On aura vu comment la note référentielle trouve un emploi détourné dans House of Leaves et comment elle estompe peu à peu la distinction entre réalité et fiction. La note de bas de page, originellement associée à une tradition référentielle et érudite, se détache de son usage traditionnel pour entrer dans la fiction et devient le lieu privilégié où se déconstruit la confiance du lecteur envers les propos de Zampano et où sa mythomanie se déploie de manière révélatrice. Si le sérieux du texte principal persiste, c’est dans les notes que s’opère la critique de la volonté d’érudition du personnage et que s’effectue la parodie chère à Danielewski. Toutefois, le jeu avec les notes de bas de page ne s’arrête pas à la fictionnalisation des références; à travers le personnage de Johnny Truant, nous avons affaire à un autre traitement de l’espace marginal et à une autre déviance : la névrose.
Johnny Truant, tatoueur menant une vie dissolue à Los Angeles, est une sorte d’instance éditoriale qui présente l’œuvre de Zampano et l’annote largement, profitant de l’espace ouvert en bas de page pour insérer sa propre voix et faire partager ses expériences personnelles. L’espace marginal est en effet propice aux épanchements. La note de bas de page, à première vue secondaire, presque facultative dans sa lecture, ouvre au personnage à la fois un espace de non-responsabilité et d’intimité où il peut commenter l’œuvre de Zampano et ses répercussions négatives sur sa santé mentale. Les notes de Truant apparaissent comme le lieu témoin de sa descente psychologique aux enfers. Ses notes, sous bien des aspects égotistes, opèrent tout au long du roman une authentique menace sur le texte principal en l’envahissant de manière irrévocable. Elles forment de longues digressions très personnelles, racontant l’histoire de Johnny, sa vie quotidienne. Elles nous font partager ses pensées et ses réflexions sur l’œuvre du vieil aveugle et s’étalent en un discours parallèle à la critique du Navidson Record.

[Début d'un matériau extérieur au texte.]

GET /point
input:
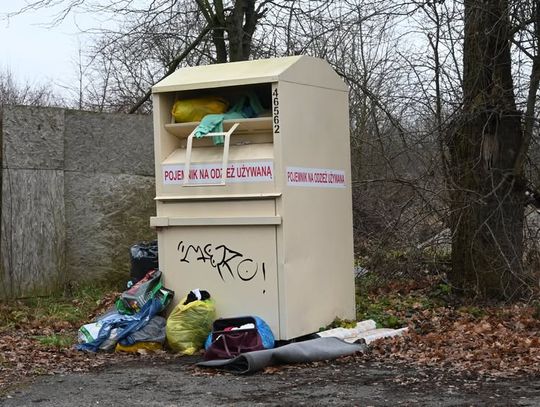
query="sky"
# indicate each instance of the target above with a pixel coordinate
(37, 53)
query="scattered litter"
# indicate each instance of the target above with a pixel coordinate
(364, 332)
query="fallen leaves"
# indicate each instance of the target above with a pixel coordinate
(505, 341)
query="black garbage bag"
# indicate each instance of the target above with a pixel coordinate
(144, 257)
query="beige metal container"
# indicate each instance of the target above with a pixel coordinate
(272, 238)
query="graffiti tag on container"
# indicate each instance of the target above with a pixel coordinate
(222, 259)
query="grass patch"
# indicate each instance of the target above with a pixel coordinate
(390, 305)
(57, 341)
(49, 311)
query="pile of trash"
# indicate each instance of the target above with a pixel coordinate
(244, 344)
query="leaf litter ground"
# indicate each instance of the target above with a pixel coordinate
(461, 347)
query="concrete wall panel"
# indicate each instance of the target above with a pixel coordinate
(109, 143)
(33, 232)
(33, 138)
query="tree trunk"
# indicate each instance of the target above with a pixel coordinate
(241, 25)
(487, 198)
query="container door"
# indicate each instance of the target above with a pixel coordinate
(237, 264)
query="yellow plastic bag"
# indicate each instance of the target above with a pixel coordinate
(193, 110)
(139, 346)
(189, 325)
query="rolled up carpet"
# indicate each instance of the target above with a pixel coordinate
(297, 352)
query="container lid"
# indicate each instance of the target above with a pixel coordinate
(297, 69)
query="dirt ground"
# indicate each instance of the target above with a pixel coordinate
(350, 381)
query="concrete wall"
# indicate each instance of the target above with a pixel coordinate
(77, 192)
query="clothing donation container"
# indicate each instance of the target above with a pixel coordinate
(254, 202)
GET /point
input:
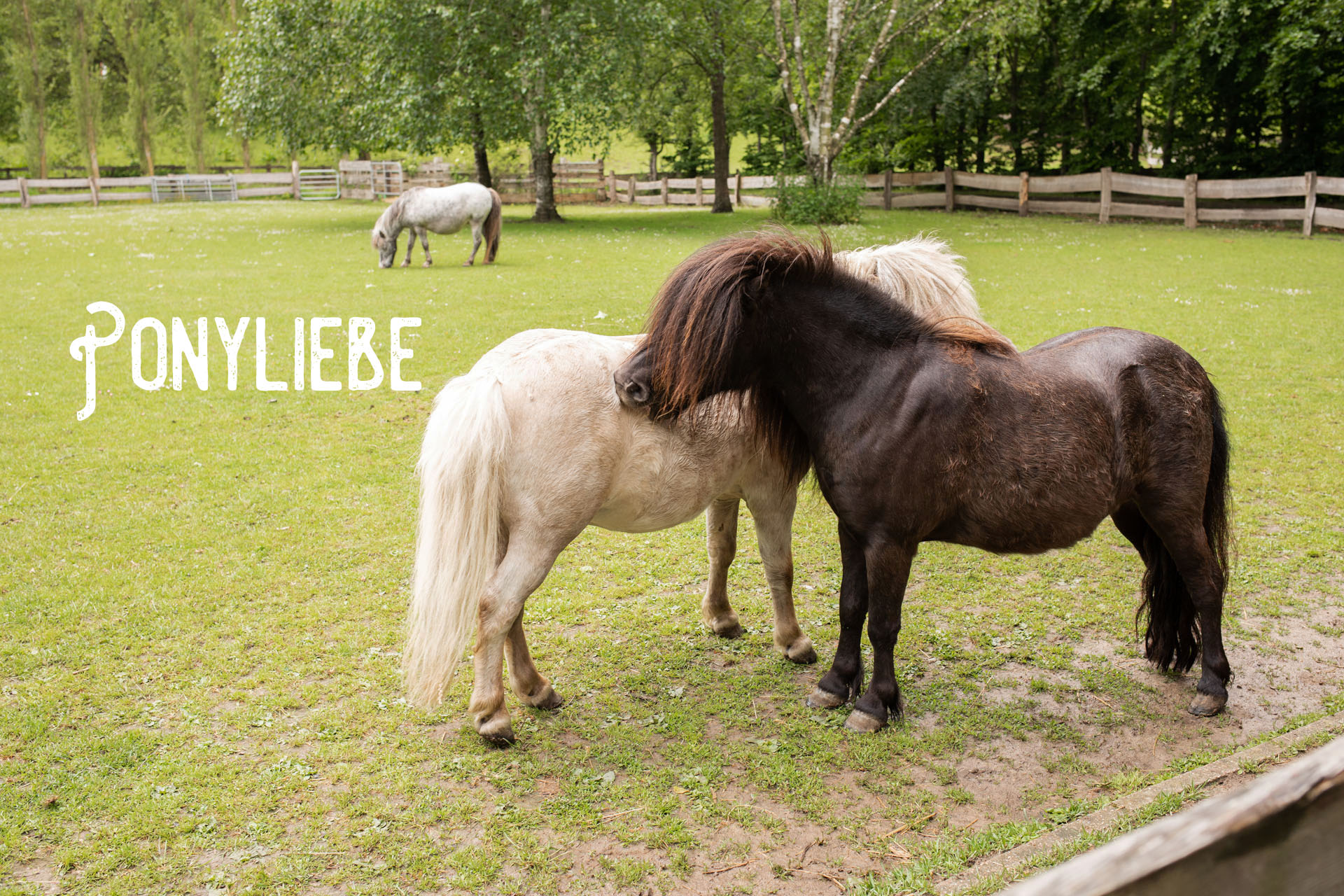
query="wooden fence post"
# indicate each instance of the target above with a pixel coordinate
(1310, 209)
(1105, 197)
(1191, 207)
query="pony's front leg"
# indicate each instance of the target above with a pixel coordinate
(889, 570)
(528, 684)
(425, 246)
(518, 575)
(476, 244)
(844, 680)
(721, 526)
(773, 516)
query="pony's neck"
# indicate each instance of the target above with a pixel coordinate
(818, 346)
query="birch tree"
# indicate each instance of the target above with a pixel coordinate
(803, 51)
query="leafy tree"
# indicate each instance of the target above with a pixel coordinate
(139, 36)
(30, 49)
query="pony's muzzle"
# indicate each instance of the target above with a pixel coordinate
(632, 393)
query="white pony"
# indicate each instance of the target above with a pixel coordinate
(442, 210)
(531, 447)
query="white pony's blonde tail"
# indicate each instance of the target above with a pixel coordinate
(457, 540)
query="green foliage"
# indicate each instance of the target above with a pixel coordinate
(811, 203)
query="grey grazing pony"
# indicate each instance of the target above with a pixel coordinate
(442, 210)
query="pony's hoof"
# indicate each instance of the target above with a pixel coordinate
(863, 723)
(802, 652)
(820, 699)
(547, 699)
(729, 628)
(1208, 704)
(496, 729)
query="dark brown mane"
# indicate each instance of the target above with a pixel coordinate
(698, 316)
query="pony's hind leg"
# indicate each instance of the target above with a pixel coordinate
(425, 246)
(410, 246)
(476, 244)
(721, 524)
(889, 570)
(528, 684)
(522, 570)
(844, 680)
(773, 516)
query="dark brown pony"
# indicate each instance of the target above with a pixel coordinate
(941, 431)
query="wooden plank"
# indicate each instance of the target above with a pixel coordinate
(118, 182)
(1148, 186)
(1063, 206)
(57, 199)
(1006, 203)
(1329, 186)
(1147, 210)
(1003, 183)
(1250, 214)
(1328, 216)
(124, 197)
(1066, 183)
(286, 191)
(58, 183)
(1252, 188)
(1310, 206)
(921, 200)
(1277, 836)
(1104, 213)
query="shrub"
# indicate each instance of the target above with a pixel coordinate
(816, 203)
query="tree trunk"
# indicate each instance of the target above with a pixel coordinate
(83, 86)
(483, 160)
(720, 115)
(35, 113)
(542, 172)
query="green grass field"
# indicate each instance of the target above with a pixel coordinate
(202, 594)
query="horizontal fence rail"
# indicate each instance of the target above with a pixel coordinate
(1104, 194)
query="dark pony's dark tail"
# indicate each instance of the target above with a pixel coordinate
(1172, 640)
(492, 226)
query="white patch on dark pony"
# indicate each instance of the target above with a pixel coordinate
(441, 210)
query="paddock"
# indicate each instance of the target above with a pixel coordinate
(203, 593)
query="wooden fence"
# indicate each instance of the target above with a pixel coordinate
(1278, 836)
(1104, 194)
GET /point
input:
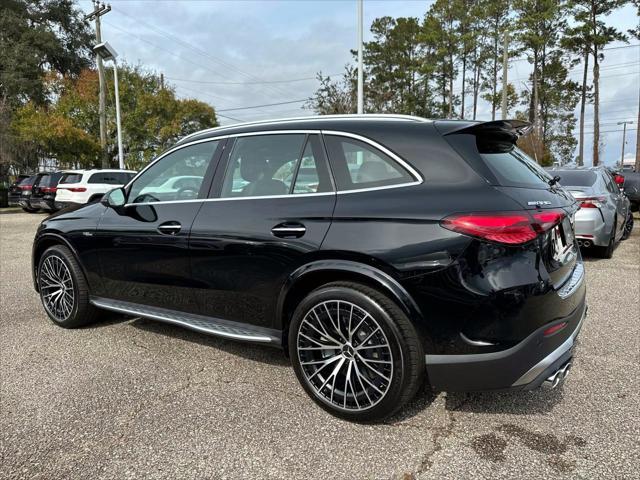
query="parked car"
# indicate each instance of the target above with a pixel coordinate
(20, 193)
(422, 249)
(632, 189)
(43, 192)
(78, 187)
(605, 216)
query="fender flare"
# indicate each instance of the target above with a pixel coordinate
(383, 280)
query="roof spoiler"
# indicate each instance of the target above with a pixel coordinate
(516, 128)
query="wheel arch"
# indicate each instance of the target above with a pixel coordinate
(320, 272)
(44, 242)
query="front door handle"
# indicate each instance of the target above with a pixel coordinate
(169, 228)
(289, 230)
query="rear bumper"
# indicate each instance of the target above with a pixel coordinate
(591, 226)
(524, 366)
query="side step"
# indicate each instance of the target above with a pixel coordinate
(199, 323)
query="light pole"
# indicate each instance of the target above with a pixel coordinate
(360, 69)
(106, 52)
(624, 136)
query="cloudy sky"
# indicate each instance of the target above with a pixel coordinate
(236, 54)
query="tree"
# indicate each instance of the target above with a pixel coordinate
(36, 38)
(595, 36)
(334, 97)
(67, 129)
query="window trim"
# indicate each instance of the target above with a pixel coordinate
(418, 179)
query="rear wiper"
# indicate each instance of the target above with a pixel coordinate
(553, 181)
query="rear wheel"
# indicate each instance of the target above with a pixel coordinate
(355, 352)
(628, 226)
(63, 289)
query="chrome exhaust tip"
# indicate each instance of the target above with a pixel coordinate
(558, 377)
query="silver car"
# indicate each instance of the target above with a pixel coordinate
(604, 209)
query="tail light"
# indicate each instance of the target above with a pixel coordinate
(511, 228)
(591, 202)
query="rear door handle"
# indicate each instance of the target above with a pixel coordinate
(289, 230)
(170, 228)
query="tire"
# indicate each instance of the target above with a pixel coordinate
(628, 226)
(381, 379)
(607, 252)
(71, 308)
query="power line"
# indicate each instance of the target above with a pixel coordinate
(264, 105)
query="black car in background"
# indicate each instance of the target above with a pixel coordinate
(43, 192)
(409, 250)
(20, 193)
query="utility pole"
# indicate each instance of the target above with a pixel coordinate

Truant doit être avant tout perçu comme l’intermédiaire entre Zampano et le lecteur, il utilise d’ailleurs la police de caractère « Courier ». Ce mot désigne en anglais un messager, un guide, celui qui transmet, transporte une information. La typographie utilisée n’est pas sans rappeler aussi celle des machines à écrire, ce qui donne un caractère rudimentaire à ces notes. Le commentaire de Truant est de style allographe5, typique de la fonction éditoriale, puisque ses notes sont écrites par une instance différente de celle du texte primaire, mais elles sont aussi fictives.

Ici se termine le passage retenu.